Just sunk back into sleep, the light off and socks tugged free, she heard his voice, and it was almost like a dream voice.
“I saw one of his shoes.”
“What?”
“I saw it. One of Ryan’s shoes. On Ash Road.”
“What do you mean?” she whispered, pushing against him, claiming the cool space on the sheets between them.
“He got hit so hard he was knocked out of them. One rolled down into the ravine. They missed it the night before. But there it was.”
“That’s not true,” she found herself saying. It just seemed too awful to be true.
“I’m sorry,” he said. “Forget it.”
He was still whispering in her ear for a while, saying things that Katie couldn’t hear, his mouth on the back of her neck.
She wasn’t sure why, but they were breathing so hard, like there wasn’t enough air for them both.
Chapter Six
“Kirsten, tell them what you told me. About Saturday night.”
All of them were straining toward each other, phones in hand.
Gwen, Molly Chu, Becca Plonski, all the regulars, their tinted water bottles tumbled at their feet.
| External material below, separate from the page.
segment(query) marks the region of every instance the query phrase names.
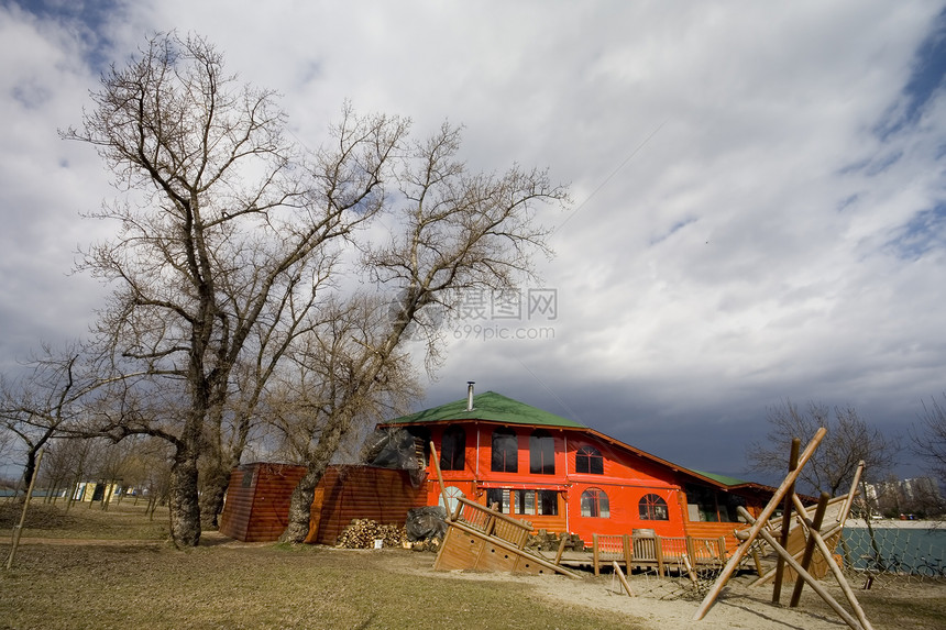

Katie had stationed herself far from everyone, her laptop propped on her knees. With Drew off in the rec area, absorbed in the timeworn Puzzle Bobble video game, she could put her earbuds in, focus on the screen, and get some work done. And not have to talk about things.
But they were unusually loud today, a level of animation usually reserved for an injury, a bad call at a meet, the time Missy Morgan’s mom was ejected for spitting on a judge.
“…at Randello’s. They were in the corner booth. Everyone knows that’s the engagement booth. It must have been just a few hours before the accident.”
It was Kirsten Siefert. Standing above them, holding court. She almost never came to practice and had asked on her first visit where the pommel horse and rings were (At the nearest boys’ gym, ten miles over, Gwen had snapped). Today, however, she brought an invaluable tale from Saturday night.
“He looked as adorable as ever, but Hailey did not look her best. Sweats and no makeup. A girl with those shoulders needs to wear makeup. Greg and I decided he must’ve sprung it on her. Maybe she suspected something, because she couldn’t sit still, practically jumping out of her seat the whole meal, didn’t touch her primavera. Boy, did that sweet boy make her wait!”
The story felt more than a little gilded, but it was sad to hear, just the same.
Hell, let’s do this thing had been Eric’s proposal all those years ago. The circumstances so different, a beer-can pull tab as an engagement ring, cutting her finger so badly it bled for hours, and they didn’t care. I never thought I’d get married, Eric kept saying, dazed and smiling. I never thought I would.
They’d known each other five months.
“So how did he do it?” Molly asked, huddling closer to Kirsten.
“I didn’t see the actual proposal part,” Kirsten said, puncturing the moment for everybody. Then, trying to recover through sheer conjuring, she added, “We were waiting for an engagement ring in a tiramisu. Then champagne. What a romantic guy, right? And a gentleman. You know, Ryan always opened the door for me.”
“Me too,” Becca said, rubbing her wrists together. “He always did. Every time.”